Just recently, he addressed the media and apologized of his shameful cheating, and cleared up some of the haziness surrounding him and the Dodgers.

Either way, questions will not dissolve until he decides to uncover specifics. An average reporter seeks the truth, and are inquisitive to find out how long he was doping, why did he feel he needed a doctors prescription and why did he surmised a drug to enhance his performance level and not used his artistic aptitude to deposit homers deep into the stands?

Those are some questions, he still hasn’t address, but what matters now is his behavior on the field in New York.

Currently, Ramirez is still acting brainless and as if he’s innocent. And I’m not buying into his guiltless notion.

Only naïve people will cheer on a juicer and phony. Entering Tuesday’s game in New York, revolved around Torre and Ramirez encountering the harsh media frenzy after avoiding questions in San Diego. He must realize that dodging questions are inevitable everywhere he goes in the upcoming weeks.

Besides the media, fans are glorifying Ramirez, eulogizing him and supporting his 600-club chase. They should snap out of their shameless brace of baseball’s biggest cheater and liar. They should realize hissy fits won’t heal rectitude, but will smudge loyalty.

So, temper is a problem for Ramirez, not just juicing as if he didn’t have a concept of what he was taking or aware of how it damaged status. As there are some fans that have common sense, the New York fans were anything but welcoming, and refused to give warm standing ovations.

Much of the night, they booed Ramirez and even held up a few syringes, I’ve would’ve expected the same type of activity in San Diego, bitter fans who booed and tossed syringes at Barry Bonds. Props to New York, fans that aren’t naïve and understand Ramirez is baseball’s disgrace and bigger than Alex Rodriguez.

Many don’t take body mass as an evident of steroid use, but all the one’s who have being caught for injected themselves with needles or swallowing pills, increased in body mass.

Bonds triceps grew, Sammy Sosa, chest popped out, A-Rod’s butt grew and Ramirez’s butt grew.

Even so, Ramirez makes us dislike him, after entertaining us with an imbecile outburst in the fifth inning. When he argued with home plate umpire, John Hirschbeck, who ruled strike three, Ramirez was enraged and dropped his bat, tossed his helmet and chucked his elbow pad, frustrated and disgusted of all the steroid interruptions.

He departed when the Dodgers had a commanding lead, predicated upon his damaged done prior to the ejection. In the midst of a superb night, in a city that hated his guts, Ramirez led the Dodgers in the hitting department, driving in three runs in an 8-0 win over the Mets as they ascended atop the National League standings.

Umbrage isn’t a good way to get rid of baggage and make an impression on people who lost tremendous respect and will not tribute him of the previous revelations that will hunt Ramirez for the rest of his career. But somehow, he finished in the seventh spot and qualifies for a starting spot in the All-Star game.

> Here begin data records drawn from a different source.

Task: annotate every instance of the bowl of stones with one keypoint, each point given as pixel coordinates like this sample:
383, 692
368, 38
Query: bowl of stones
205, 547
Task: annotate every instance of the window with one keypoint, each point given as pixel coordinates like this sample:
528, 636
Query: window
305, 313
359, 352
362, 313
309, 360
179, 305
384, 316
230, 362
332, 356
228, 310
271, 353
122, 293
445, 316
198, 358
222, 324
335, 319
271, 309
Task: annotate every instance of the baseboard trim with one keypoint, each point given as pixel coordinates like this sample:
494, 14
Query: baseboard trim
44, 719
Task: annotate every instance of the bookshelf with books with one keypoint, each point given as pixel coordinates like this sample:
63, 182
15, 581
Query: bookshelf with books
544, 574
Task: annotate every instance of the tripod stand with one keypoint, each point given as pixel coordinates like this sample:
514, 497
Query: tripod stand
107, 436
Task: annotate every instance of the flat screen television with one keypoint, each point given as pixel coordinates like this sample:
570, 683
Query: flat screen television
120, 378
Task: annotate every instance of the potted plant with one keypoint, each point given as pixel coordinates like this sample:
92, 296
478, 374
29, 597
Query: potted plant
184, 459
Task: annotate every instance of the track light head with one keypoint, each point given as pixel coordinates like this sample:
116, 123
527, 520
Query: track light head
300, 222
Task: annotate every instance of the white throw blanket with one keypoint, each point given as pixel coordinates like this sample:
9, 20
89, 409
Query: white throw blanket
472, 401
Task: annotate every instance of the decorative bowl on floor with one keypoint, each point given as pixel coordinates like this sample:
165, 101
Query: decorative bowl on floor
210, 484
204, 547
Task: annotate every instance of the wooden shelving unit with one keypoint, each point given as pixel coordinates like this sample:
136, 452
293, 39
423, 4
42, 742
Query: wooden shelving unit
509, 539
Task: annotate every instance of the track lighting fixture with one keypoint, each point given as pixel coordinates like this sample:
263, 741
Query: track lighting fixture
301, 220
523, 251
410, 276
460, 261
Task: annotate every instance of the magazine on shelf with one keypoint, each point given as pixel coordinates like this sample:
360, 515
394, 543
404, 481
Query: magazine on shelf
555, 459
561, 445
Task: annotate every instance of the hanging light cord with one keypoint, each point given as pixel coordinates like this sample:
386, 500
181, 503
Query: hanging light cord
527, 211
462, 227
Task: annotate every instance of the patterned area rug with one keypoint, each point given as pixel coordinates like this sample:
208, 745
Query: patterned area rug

And his stellar hitting continues purer than ever, hitting .340 with seven home runs and 24 RBI’s and is 3-for-11 in his return to the starting lineup. Still, I can’t embrace the other six homers drilled into the stands, and not even the seventh that came in the second game of a three-game series against the Padres in San Diego, where fans threw a pointless block party as if Mannywood had moved locations.

Sure enough, Ramirez is mocking himself, and many people are laughing. As people watch MANNY BEING A CLOWN, laughing at the foolish explosions, are more hilarious than his obnoxious antics in Boston.

Is there anything else? Yes, the biggest shame on the game.

It’s funny how fans support him through his fraudulent times.